Greenspan: hire today, fire tomorrow, keep workers guessing

kelley kwalker2 at gte.net
Tue Jul 11 22:34:34 PDT 2000



>>
>>
>>But one less welcome byproduct of rapid economic and technological
>>change, and the necessary heightened level of potential job dismissal
>>that goes with it, is the evident insecurity felt by many workers despite
>>the tightest labor markets in decades. This anxiety stems, I suspect,
>>from a fear of job skill obsolescence, and one very tangible measure of
>>it is the pressure on our education and training systems to prepare and
>>adapt workers to effectively run the new technologies.
>
>"Less welcome" - he's being coy, since that anxiety is exactly why he's
>let unemployment get so low, a point he's made more clearly in
>Congressional testimony.
>
>Doug

but but but doug, it's worse much worse that this on the front lines. come on! it's all over the place. now that labor market is tight, those damn workers are getting uppity. they think they can run the show. check out the horror stories below. it's hilarious. i keep reading this crap over and over and over againg: people just have no skills or talent or manners these daze. it's all over the biz press. they want a "new economy" but not really a "new economy"
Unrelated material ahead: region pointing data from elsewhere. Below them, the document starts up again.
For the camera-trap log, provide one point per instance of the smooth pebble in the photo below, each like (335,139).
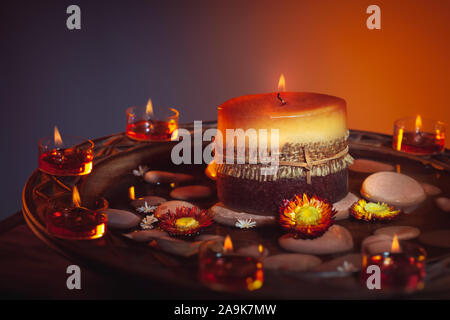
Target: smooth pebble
(393,188)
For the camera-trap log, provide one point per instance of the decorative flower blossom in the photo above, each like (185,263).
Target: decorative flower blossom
(347,267)
(185,221)
(245,223)
(371,211)
(146,208)
(140,171)
(306,217)
(148,221)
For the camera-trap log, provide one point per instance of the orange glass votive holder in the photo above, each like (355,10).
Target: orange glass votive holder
(419,136)
(159,125)
(237,269)
(72,156)
(401,269)
(76,222)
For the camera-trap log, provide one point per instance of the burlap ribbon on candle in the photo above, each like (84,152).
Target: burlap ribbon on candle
(296,160)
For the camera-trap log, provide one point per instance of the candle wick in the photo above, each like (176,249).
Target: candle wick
(281,99)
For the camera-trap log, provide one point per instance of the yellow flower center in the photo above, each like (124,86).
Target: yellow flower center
(186,223)
(376,208)
(307,215)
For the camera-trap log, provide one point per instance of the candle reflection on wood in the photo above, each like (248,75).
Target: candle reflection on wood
(221,267)
(419,136)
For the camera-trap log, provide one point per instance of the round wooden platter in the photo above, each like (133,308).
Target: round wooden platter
(115,158)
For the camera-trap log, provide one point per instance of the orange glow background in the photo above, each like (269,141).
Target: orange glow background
(398,71)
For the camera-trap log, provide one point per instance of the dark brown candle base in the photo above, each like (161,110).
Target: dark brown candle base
(265,198)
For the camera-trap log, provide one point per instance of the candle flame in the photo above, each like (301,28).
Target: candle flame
(418,122)
(282,84)
(149,109)
(399,139)
(260,248)
(395,245)
(131,193)
(57,135)
(76,197)
(227,245)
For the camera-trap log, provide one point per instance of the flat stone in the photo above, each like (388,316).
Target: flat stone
(342,206)
(430,189)
(171,205)
(443,203)
(165,177)
(191,192)
(438,238)
(347,263)
(229,217)
(291,262)
(151,201)
(178,247)
(370,166)
(253,251)
(121,219)
(146,235)
(393,188)
(336,239)
(402,232)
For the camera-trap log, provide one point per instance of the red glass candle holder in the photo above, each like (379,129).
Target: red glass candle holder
(419,136)
(159,125)
(230,270)
(66,220)
(71,157)
(401,268)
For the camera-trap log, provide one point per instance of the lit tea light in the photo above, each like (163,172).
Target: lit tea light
(70,217)
(148,124)
(227,266)
(419,136)
(401,263)
(71,156)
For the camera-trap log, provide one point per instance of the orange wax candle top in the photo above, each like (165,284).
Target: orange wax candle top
(300,117)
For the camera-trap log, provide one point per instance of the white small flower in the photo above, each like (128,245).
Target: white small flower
(140,171)
(245,223)
(346,267)
(146,208)
(148,221)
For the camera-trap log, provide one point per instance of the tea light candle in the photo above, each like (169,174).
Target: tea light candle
(69,218)
(401,263)
(224,266)
(71,156)
(419,136)
(146,124)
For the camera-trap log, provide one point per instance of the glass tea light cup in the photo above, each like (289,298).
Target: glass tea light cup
(401,264)
(420,136)
(65,156)
(70,217)
(146,124)
(231,265)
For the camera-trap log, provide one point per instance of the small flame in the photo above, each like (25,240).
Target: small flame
(227,245)
(131,193)
(149,109)
(399,139)
(76,197)
(418,123)
(58,140)
(282,84)
(395,245)
(260,248)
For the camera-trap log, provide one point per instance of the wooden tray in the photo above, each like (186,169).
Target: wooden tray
(115,158)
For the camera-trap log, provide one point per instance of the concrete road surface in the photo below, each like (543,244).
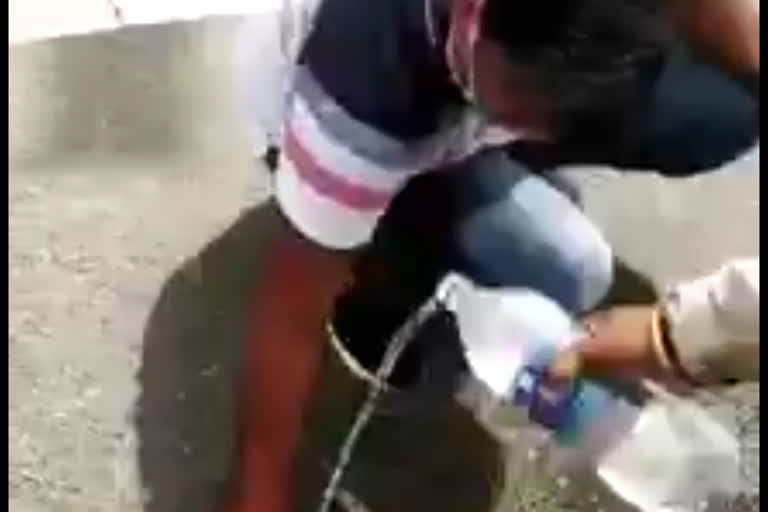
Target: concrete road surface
(129,156)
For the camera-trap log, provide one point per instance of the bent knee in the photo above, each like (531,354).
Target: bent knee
(589,267)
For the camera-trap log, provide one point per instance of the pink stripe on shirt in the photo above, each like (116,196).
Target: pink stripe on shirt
(330,184)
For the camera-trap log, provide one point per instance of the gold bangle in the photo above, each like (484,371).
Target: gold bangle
(657,341)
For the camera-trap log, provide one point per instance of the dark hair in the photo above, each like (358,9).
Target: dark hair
(588,56)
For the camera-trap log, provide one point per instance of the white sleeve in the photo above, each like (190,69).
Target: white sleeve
(714,322)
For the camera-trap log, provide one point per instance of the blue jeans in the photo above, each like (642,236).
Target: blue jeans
(501,218)
(521,230)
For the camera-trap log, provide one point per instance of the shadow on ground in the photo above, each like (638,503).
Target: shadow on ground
(190,367)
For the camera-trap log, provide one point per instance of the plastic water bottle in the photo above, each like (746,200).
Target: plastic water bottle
(510,338)
(667,454)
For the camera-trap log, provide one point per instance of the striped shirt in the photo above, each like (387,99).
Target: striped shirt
(370,103)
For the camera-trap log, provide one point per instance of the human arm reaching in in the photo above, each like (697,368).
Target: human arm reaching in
(706,330)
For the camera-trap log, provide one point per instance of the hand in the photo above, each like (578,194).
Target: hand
(619,344)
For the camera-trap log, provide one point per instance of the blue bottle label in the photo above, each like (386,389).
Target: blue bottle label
(548,403)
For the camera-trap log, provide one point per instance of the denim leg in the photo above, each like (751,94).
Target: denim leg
(516,229)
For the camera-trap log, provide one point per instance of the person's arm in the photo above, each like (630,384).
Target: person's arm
(706,330)
(727,31)
(713,323)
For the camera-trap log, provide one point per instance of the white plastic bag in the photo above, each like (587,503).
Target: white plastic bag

(5) Tight job market turns tables on interview process

Have you heard the tale of the job candidate who opened her purse,

pulled out a brownie, and started munching at the CEO's desk? When

the executive vented his shock, the woman said she was merely trying

to maintain her blood sugar level. What about the chief technology

officer who asked a prospective employee how he could contribute to

the company, and the programmer threw his hiking boot-clad feet on

the CTO's oak desk and said, "What can you do for me?" Recruiters

and human resource managers sadly recount these stories and dozens

of similar ones, insisting that uncouth behavior has become

alarmingly commonplace in job interviews. They argue that the

nation's low unemployment rate has created a job seeker's market in

which prospective employers are willing to forgive a multitude of

sins. In the process, they say, interview etiquette has become as

scarce as the hand-written thank-you note. Job candidates for

computer or Internet companies in the nation's technology hubs seem

especially unschooled. From personal hygiene quirks to body-piercing

faux pas, recruiters say their repertoires of horror stories are

growing faster than the preponderance of tongue studs among urban

youth. Many employers are willing to shrug off small breaches of

civility, including job candidates who neglect to shake hands or

make eye contact. What most alarms recruiters is the prevailing

attitude that the worker, not the prospective employer, controls the

interview. Their biggest complaint: job candidates who talk about

compensation, particularly their salary or how many stock options

they will receive, before they discuss their career path.